The New York Times recently ran a piece about evangelicals and highlighted Dick and Betty Odgaard, an Iowa couple who owned a wedding chapel.  When they refused to host a wedding for a homosexual couple fines and pressure were levied forcing them to close the chapel. The article is interesting for many reasons, but there is one quote in the article that stands out because it stands at the crux of the issue.

odgaard
Lee Stafford, one of the men who filed suit against the Odgaards said, “Their religious beliefs say they don’t approve of gay marriage, but my religious beliefs say that we can. Why does their religion trump mine?” Mr. Stafford’s quote demonstrates a faulty understanding of religious liberty that ultimately leads to the complete denial of all religious liberty.

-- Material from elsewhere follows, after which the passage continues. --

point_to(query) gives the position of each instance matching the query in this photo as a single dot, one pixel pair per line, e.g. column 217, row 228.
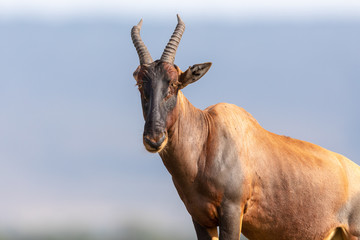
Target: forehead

In the first place, Mr. Stafford recognizes the differences in religious beliefs between him and the Odgaards. He appears to embrace the idea of a pluralistic society in which people must have the right to believe as they choose. If people cannot believe as they wish, no meaningful diversity or freedom can exist.

Freedom of belief, practice, and speech are at the heart of the First Amendment. The American experiment prizes the protection of certain inalienable liberties that are not granted by the government. Rather than granting these rights, the government merely recognizes and protects them. To put it another way, a government does not have the power to control the thoughts of its people. The right to believe as one wishes is granted by the Creator. Therefore, a government does not have the power to grant people that right. However, if a government does not protect the right to believe, practice, and speak then all other rights are quickly undermined as the government begins the totalitarian task of outlawing certain beliefs.

The second half of Mr. Stafford’s statement is problematic. When he question why the Odgaards’ beliefs trump his own he undermines any meaningful understanding of practicing one’s religious beliefs. The Odgaards’s religious beliefs do not trump Mr. Stafford’s. Rather, as a society that recognizes free exercise of religion, the society should act to protect the Odgaards from having to do anything that would violate those beliefs.

The Odgaards did not infringe upon Mr. Stafford’s beliefs. Nothing in denying their request to have their wedding in the chapel denied their right to practice their beliefs. In fact, he and his partner were able to find someone to marry them whose views matched their own more closely. Mr. Stafford’s argument is actually that his religious beliefs should have trumped the Odgaards, which is in effect a denial of any meaningful definition of religious freedom. With the lawsuit that followed, the Odgaards religious expression was infringed upon by Mr. Stafford and the government.

In the end, the question is whether or not America will actually allow itself to continue being a free and pluralistic society. Will Americans be willing to recognize that in cases of disagreement we cannot force another to violate their own beliefs? Or will we continue using government coercion as a blunt instrument to quell dissent? Those who opt for the latter must recognize that they not only undermine others’ right to believe freely, but they also undermine their own.

American society continues running toward tyrannical oppression.  We should once again embrace our founding ideals, recognizing “certain inalienable rights.”